Why Use Server Evals

  • Consistent evaluation — Evaluators are defined once and applied uniformly. Every experiment against a dataset uses the same criteria, eliminating drift between ad-hoc evaluation scripts.
  • No local setup required — Built-in evaluators run entirely on the server with no SDK installation, API keys, or dependencies needed.

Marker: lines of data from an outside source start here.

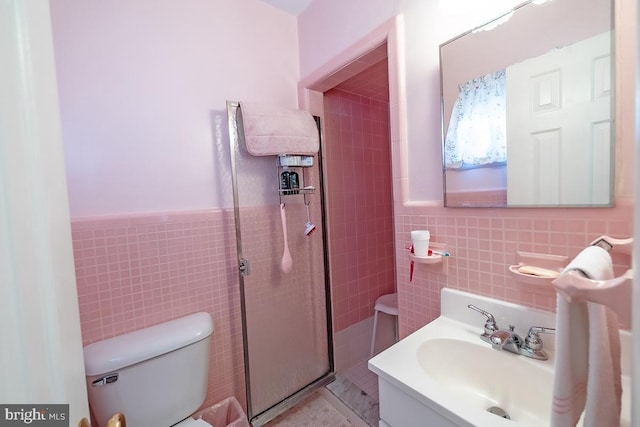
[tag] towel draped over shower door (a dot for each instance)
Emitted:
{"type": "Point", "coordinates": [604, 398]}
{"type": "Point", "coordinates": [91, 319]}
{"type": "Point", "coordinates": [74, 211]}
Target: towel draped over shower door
{"type": "Point", "coordinates": [285, 313]}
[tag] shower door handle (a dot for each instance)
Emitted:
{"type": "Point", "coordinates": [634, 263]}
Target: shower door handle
{"type": "Point", "coordinates": [243, 266]}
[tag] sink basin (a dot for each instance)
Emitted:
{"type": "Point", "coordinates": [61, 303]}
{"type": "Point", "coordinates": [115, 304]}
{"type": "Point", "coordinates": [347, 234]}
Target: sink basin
{"type": "Point", "coordinates": [483, 378]}
{"type": "Point", "coordinates": [445, 375]}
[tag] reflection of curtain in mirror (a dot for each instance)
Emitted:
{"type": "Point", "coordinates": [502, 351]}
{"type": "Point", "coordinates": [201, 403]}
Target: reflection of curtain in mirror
{"type": "Point", "coordinates": [477, 129]}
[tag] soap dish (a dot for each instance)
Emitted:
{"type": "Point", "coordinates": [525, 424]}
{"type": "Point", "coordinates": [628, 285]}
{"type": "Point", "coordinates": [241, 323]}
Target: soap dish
{"type": "Point", "coordinates": [530, 278]}
{"type": "Point", "coordinates": [538, 270]}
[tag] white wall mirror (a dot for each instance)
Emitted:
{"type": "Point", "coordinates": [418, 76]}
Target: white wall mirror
{"type": "Point", "coordinates": [528, 108]}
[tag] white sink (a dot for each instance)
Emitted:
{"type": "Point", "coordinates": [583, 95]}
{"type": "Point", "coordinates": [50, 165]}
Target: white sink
{"type": "Point", "coordinates": [445, 375]}
{"type": "Point", "coordinates": [483, 378]}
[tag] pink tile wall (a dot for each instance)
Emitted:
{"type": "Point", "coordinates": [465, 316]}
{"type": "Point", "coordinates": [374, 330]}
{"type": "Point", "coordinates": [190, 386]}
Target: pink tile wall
{"type": "Point", "coordinates": [359, 204]}
{"type": "Point", "coordinates": [483, 243]}
{"type": "Point", "coordinates": [139, 270]}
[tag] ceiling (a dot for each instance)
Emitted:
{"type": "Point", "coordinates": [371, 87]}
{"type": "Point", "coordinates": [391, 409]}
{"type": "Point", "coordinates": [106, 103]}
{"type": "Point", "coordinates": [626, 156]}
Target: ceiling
{"type": "Point", "coordinates": [293, 7]}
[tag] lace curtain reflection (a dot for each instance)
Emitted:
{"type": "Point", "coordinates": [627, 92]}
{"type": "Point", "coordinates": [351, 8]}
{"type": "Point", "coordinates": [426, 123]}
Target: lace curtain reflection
{"type": "Point", "coordinates": [477, 130]}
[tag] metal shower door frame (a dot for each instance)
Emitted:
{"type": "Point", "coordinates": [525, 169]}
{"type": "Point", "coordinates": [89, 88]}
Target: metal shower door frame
{"type": "Point", "coordinates": [235, 133]}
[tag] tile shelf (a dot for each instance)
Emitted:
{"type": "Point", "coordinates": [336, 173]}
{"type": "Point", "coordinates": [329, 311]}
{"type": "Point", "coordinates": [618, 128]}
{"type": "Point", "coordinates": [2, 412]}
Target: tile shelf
{"type": "Point", "coordinates": [546, 261]}
{"type": "Point", "coordinates": [431, 259]}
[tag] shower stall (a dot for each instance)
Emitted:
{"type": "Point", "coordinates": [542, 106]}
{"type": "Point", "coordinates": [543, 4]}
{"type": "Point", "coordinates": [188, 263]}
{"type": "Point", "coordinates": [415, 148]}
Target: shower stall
{"type": "Point", "coordinates": [284, 280]}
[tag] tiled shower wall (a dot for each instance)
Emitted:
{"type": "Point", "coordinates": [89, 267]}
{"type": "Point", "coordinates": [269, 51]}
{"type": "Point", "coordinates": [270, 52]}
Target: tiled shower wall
{"type": "Point", "coordinates": [140, 270]}
{"type": "Point", "coordinates": [359, 204]}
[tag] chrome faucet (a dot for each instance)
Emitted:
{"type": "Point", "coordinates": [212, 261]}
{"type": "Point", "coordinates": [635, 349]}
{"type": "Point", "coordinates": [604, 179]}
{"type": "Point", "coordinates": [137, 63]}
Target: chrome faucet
{"type": "Point", "coordinates": [510, 341]}
{"type": "Point", "coordinates": [490, 325]}
{"type": "Point", "coordinates": [507, 340]}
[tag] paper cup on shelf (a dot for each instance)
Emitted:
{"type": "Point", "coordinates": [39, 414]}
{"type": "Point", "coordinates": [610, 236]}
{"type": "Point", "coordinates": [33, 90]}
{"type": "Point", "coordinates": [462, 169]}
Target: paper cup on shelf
{"type": "Point", "coordinates": [420, 242]}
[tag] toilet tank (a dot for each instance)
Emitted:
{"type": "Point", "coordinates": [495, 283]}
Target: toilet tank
{"type": "Point", "coordinates": [155, 376]}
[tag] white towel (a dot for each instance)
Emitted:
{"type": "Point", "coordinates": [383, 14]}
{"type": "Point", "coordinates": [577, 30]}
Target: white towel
{"type": "Point", "coordinates": [587, 363]}
{"type": "Point", "coordinates": [272, 130]}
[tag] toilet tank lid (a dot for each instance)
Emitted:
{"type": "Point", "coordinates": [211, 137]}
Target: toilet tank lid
{"type": "Point", "coordinates": [125, 350]}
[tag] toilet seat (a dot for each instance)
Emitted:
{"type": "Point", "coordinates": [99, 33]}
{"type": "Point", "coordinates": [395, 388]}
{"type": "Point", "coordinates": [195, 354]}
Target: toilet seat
{"type": "Point", "coordinates": [190, 422]}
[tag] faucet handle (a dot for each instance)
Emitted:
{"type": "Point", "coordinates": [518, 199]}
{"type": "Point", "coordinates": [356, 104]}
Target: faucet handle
{"type": "Point", "coordinates": [533, 343]}
{"type": "Point", "coordinates": [490, 325]}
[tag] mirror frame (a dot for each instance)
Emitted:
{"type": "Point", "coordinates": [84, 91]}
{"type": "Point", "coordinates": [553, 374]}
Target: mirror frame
{"type": "Point", "coordinates": [497, 203]}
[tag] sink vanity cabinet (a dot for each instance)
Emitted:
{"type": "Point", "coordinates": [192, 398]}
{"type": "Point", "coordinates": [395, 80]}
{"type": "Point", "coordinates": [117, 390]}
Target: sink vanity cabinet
{"type": "Point", "coordinates": [445, 375]}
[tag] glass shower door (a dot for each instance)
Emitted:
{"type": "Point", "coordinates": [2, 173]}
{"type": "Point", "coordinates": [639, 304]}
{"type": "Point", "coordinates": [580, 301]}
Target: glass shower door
{"type": "Point", "coordinates": [285, 314]}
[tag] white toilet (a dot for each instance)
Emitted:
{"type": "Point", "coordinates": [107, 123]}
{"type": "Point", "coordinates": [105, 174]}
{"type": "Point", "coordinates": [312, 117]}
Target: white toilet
{"type": "Point", "coordinates": [155, 376]}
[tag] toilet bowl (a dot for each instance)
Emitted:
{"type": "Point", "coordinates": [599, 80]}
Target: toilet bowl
{"type": "Point", "coordinates": [156, 376]}
{"type": "Point", "coordinates": [191, 422]}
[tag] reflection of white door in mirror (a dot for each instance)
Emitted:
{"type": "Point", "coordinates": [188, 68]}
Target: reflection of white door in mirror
{"type": "Point", "coordinates": [559, 130]}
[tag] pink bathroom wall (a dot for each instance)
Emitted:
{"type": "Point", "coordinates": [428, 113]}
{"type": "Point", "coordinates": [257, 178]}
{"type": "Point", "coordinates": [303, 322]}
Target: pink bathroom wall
{"type": "Point", "coordinates": [359, 203]}
{"type": "Point", "coordinates": [483, 242]}
{"type": "Point", "coordinates": [135, 271]}
{"type": "Point", "coordinates": [143, 87]}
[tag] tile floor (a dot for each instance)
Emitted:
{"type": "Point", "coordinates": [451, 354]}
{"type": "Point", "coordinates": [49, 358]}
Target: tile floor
{"type": "Point", "coordinates": [350, 401]}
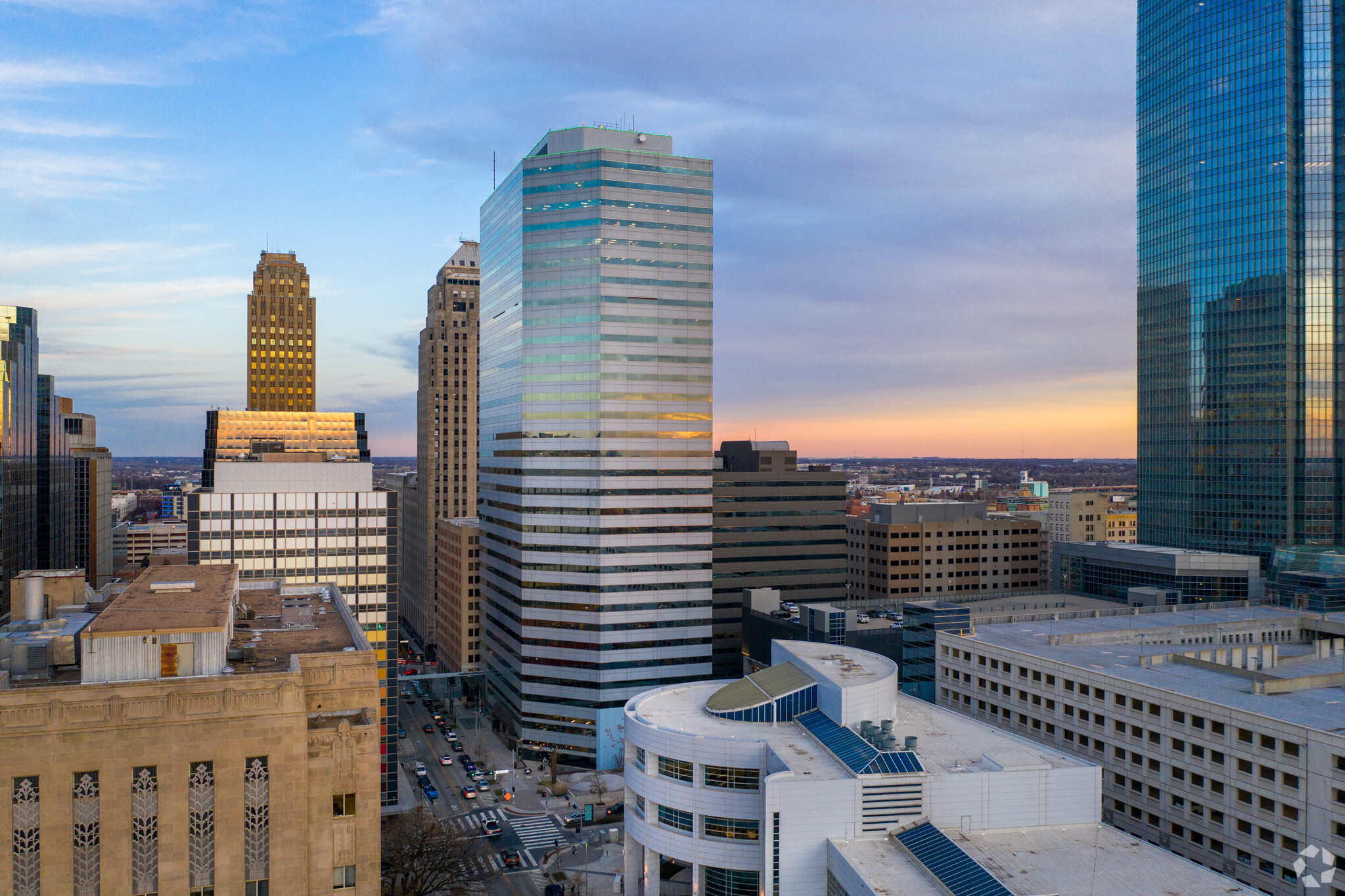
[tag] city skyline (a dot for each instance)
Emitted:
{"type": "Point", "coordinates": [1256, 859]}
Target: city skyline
{"type": "Point", "coordinates": [966, 231]}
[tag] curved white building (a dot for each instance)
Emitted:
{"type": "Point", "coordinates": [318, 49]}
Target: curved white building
{"type": "Point", "coordinates": [762, 786]}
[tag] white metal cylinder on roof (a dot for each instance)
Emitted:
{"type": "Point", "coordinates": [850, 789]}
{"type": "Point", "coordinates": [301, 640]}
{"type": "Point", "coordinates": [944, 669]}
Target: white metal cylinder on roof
{"type": "Point", "coordinates": [34, 598]}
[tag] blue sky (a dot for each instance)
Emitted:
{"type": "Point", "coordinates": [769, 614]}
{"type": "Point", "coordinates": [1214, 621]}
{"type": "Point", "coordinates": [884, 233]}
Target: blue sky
{"type": "Point", "coordinates": [924, 213]}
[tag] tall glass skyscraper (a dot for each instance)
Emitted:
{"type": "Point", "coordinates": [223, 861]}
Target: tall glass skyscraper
{"type": "Point", "coordinates": [1239, 283]}
{"type": "Point", "coordinates": [595, 435]}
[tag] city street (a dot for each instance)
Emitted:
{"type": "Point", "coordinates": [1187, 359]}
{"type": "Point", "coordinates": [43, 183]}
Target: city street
{"type": "Point", "coordinates": [526, 825]}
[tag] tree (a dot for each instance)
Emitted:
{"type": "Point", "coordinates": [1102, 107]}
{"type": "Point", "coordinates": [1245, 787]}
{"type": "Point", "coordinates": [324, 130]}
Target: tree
{"type": "Point", "coordinates": [425, 857]}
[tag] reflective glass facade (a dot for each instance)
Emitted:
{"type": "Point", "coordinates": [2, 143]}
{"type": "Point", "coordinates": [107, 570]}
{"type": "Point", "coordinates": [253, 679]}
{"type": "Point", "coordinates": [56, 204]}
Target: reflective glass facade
{"type": "Point", "coordinates": [595, 435]}
{"type": "Point", "coordinates": [1238, 283]}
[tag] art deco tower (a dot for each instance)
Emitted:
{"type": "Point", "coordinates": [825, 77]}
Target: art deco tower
{"type": "Point", "coordinates": [281, 331]}
{"type": "Point", "coordinates": [445, 434]}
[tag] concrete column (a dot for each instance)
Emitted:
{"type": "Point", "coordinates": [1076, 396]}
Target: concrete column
{"type": "Point", "coordinates": [634, 865]}
{"type": "Point", "coordinates": [651, 872]}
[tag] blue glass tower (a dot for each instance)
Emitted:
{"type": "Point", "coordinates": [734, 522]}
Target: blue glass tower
{"type": "Point", "coordinates": [1238, 284]}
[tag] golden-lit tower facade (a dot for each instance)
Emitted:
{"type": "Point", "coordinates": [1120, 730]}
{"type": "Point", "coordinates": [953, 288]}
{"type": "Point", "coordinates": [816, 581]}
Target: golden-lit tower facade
{"type": "Point", "coordinates": [281, 331]}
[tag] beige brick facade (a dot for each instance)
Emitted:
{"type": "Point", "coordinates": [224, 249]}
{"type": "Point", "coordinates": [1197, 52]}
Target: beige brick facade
{"type": "Point", "coordinates": [317, 725]}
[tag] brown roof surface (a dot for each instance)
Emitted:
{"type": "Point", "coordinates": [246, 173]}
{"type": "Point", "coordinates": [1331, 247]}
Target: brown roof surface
{"type": "Point", "coordinates": [273, 648]}
{"type": "Point", "coordinates": [141, 610]}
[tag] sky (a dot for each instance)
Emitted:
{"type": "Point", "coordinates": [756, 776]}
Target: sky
{"type": "Point", "coordinates": [924, 213]}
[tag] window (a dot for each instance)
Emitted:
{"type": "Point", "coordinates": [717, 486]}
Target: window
{"type": "Point", "coordinates": [731, 828]}
{"type": "Point", "coordinates": [732, 778]}
{"type": "Point", "coordinates": [674, 769]}
{"type": "Point", "coordinates": [675, 818]}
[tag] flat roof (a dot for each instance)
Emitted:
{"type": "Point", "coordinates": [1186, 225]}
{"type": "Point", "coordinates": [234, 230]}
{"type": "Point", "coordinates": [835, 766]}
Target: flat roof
{"type": "Point", "coordinates": [1106, 653]}
{"type": "Point", "coordinates": [1078, 859]}
{"type": "Point", "coordinates": [273, 643]}
{"type": "Point", "coordinates": [201, 607]}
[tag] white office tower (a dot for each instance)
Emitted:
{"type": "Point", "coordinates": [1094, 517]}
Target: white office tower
{"type": "Point", "coordinates": [817, 776]}
{"type": "Point", "coordinates": [595, 435]}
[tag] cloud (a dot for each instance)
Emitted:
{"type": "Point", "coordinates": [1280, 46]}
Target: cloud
{"type": "Point", "coordinates": [69, 73]}
{"type": "Point", "coordinates": [53, 175]}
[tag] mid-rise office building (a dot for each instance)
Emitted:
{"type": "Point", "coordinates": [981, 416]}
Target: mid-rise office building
{"type": "Point", "coordinates": [817, 776]}
{"type": "Point", "coordinates": [595, 478]}
{"type": "Point", "coordinates": [281, 335]}
{"type": "Point", "coordinates": [178, 751]}
{"type": "Point", "coordinates": [291, 497]}
{"type": "Point", "coordinates": [940, 547]}
{"type": "Point", "coordinates": [92, 533]}
{"type": "Point", "coordinates": [132, 543]}
{"type": "Point", "coordinates": [775, 526]}
{"type": "Point", "coordinates": [459, 557]}
{"type": "Point", "coordinates": [1218, 730]}
{"type": "Point", "coordinates": [444, 485]}
{"type": "Point", "coordinates": [1110, 571]}
{"type": "Point", "coordinates": [1239, 439]}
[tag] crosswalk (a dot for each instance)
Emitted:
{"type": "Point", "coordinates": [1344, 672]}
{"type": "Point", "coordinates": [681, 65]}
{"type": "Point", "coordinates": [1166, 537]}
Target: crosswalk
{"type": "Point", "coordinates": [537, 833]}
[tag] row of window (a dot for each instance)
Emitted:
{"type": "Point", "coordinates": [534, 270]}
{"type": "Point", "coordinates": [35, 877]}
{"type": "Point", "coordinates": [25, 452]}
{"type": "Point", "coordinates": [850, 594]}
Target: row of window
{"type": "Point", "coordinates": [683, 771]}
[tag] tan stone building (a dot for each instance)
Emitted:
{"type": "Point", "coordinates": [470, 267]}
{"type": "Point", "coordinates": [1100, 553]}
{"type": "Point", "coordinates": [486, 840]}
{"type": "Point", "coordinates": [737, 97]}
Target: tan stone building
{"type": "Point", "coordinates": [1093, 514]}
{"type": "Point", "coordinates": [281, 335]}
{"type": "Point", "coordinates": [917, 550]}
{"type": "Point", "coordinates": [214, 739]}
{"type": "Point", "coordinates": [444, 486]}
{"type": "Point", "coordinates": [459, 573]}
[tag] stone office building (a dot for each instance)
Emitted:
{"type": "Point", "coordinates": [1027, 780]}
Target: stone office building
{"type": "Point", "coordinates": [191, 755]}
{"type": "Point", "coordinates": [1218, 730]}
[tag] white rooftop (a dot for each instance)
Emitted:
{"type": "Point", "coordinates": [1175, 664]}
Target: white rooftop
{"type": "Point", "coordinates": [1083, 860]}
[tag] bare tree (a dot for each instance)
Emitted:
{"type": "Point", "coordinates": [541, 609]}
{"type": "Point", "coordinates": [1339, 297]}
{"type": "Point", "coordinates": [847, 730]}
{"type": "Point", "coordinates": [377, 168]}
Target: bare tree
{"type": "Point", "coordinates": [425, 857]}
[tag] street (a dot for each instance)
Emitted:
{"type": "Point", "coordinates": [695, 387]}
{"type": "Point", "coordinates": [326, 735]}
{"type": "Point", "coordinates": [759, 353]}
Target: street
{"type": "Point", "coordinates": [530, 832]}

LLM evaluators use the model configuration already set up on your Phoenix instance.
  • Tracing — LLM evaluators produce OpenTelemetry traces in a dedicated project, so you can audit, debug, and improve your evaluation prompts the same way you observe any other LLM workflow.

What’s Next

Server evals currently run during experiments triggered from the UI. Support for automatically evaluating incoming production traces — applying the same evaluator definitions to live traffic — is on the roadmap.